Bronisław Huberman: From child prodigy to resistance fighter against National Socialism
Huberman did, however, intend to appear with the Palestine Orchestra in the following concert season, in autumn 1937. But when his plane crash landed on the island of Sumatra during a tour of Australia and Asia at the beginning of October 1937, Huberman suffered such severe injuries to both arms that he was unable to appear. He did not return to making music with the orchestra that he had founded until December 1938 when he appeared under the leadership of the Hungarian conductor Eugen Szenkar (1891-1977). Szenkar was also a victim of the political situation in Europe. In 1924, the principal conductor of the Cologne Opera had been removed from office by the National Socialists and had fled to Vienna. Invited to Moscow in 1934, where he had led the State Philharmonic Orchestra since that time, he was expelled from Russia in 1937 during the Stalinist purges. In 1938/39, he led the fourth subscription concerts of the Palestine Orchestra and four concerts in Cairo and Alexandria during the second Egypt tour.
Huberman also carried out guest appearances in numerous European cities. In February and March 1940, he travelled to be “his” orchestra for the last time and together they gave concerts in Palestine and Egypt. The course of the war meant that he was unable to return to Switzerland from a concert tour to South Africa, travelling instead to the US in August 1940. There he continued to give concerts until summer 1945. After the end of the Second World War, he fulfilled his concert obligations and completed tours in Europe, the US and Cuba but became so seriously ill after his last public concert in Zurich in April 1946 that he was no longer able to perform. He died on 16 June 1947 in his house in Corsier in the Swiss canton of Waadt. Thanks to his founding of the orchestra, an estimated six hundred people were able to be saved from persecution and death between 1936 and 1939.[52]
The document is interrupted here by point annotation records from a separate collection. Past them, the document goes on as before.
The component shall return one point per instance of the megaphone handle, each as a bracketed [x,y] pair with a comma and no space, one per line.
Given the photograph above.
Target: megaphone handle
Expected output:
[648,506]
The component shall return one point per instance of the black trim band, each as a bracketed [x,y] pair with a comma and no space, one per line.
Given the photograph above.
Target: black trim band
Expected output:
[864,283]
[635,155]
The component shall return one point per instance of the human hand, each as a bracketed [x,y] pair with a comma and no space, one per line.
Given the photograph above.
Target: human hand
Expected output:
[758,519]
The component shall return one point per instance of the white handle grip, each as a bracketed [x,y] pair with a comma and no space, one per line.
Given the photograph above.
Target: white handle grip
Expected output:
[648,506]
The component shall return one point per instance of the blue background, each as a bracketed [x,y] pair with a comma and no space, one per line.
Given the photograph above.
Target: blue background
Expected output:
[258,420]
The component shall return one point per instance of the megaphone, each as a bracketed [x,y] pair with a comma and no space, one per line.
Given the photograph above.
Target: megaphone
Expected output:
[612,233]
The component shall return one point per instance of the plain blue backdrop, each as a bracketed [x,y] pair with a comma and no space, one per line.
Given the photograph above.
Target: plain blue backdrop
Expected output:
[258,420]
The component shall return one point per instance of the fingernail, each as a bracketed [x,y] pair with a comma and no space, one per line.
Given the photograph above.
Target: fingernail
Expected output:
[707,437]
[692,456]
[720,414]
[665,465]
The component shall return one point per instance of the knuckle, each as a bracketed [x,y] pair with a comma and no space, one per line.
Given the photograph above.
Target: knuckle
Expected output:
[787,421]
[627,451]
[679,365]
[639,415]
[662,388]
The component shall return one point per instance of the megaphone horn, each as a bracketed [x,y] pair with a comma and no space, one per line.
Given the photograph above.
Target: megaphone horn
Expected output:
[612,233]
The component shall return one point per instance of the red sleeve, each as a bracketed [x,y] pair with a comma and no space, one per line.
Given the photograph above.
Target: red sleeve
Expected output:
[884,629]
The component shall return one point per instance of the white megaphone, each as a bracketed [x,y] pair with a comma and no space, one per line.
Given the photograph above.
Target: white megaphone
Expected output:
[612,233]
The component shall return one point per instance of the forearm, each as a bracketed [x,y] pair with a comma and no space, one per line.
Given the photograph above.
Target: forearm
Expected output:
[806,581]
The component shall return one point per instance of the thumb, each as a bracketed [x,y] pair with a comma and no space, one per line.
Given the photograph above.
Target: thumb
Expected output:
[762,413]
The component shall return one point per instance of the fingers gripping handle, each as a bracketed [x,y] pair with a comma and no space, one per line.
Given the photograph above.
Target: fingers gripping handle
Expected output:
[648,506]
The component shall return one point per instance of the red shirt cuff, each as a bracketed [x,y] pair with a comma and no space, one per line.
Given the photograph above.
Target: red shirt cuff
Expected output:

After its frantic start, the Palestine Orchestra enjoyed great popularity in Palestine and undertook a tour to Egypt every year. However, when the Second World War broke out, it ran into financial difficulties because foreign conductors stayed away and the local orchestra leaders were unable to convince musicians or audiences to support it. Inevitably, the financial donations from Europe failed to materialise. The tense economic situation meant that most of the orchestra members also had to play in cafés and hotels. Nevertheless, in 1942 and 1943 more than two hundred concerts were still being held per season. The orchestra also released itself from Huberman’s influence. His absence and subsequent ill health meant that he was unable to look after it any more anyway. The funding system of the international trust gradually collapsed because European and American patrons withdrew their patronage. In 1946, the orchestra committee elected by the musicians decided on a new organisational form financed by municipal and state institutions in Palestine. After the state of Israel was created in May 1948, the orchestra was definitively renamed the Israel Philharmonic Orchestra[53] at the beginning of the 1948/49 concert season and is today considered one of the leading ensembles in the world.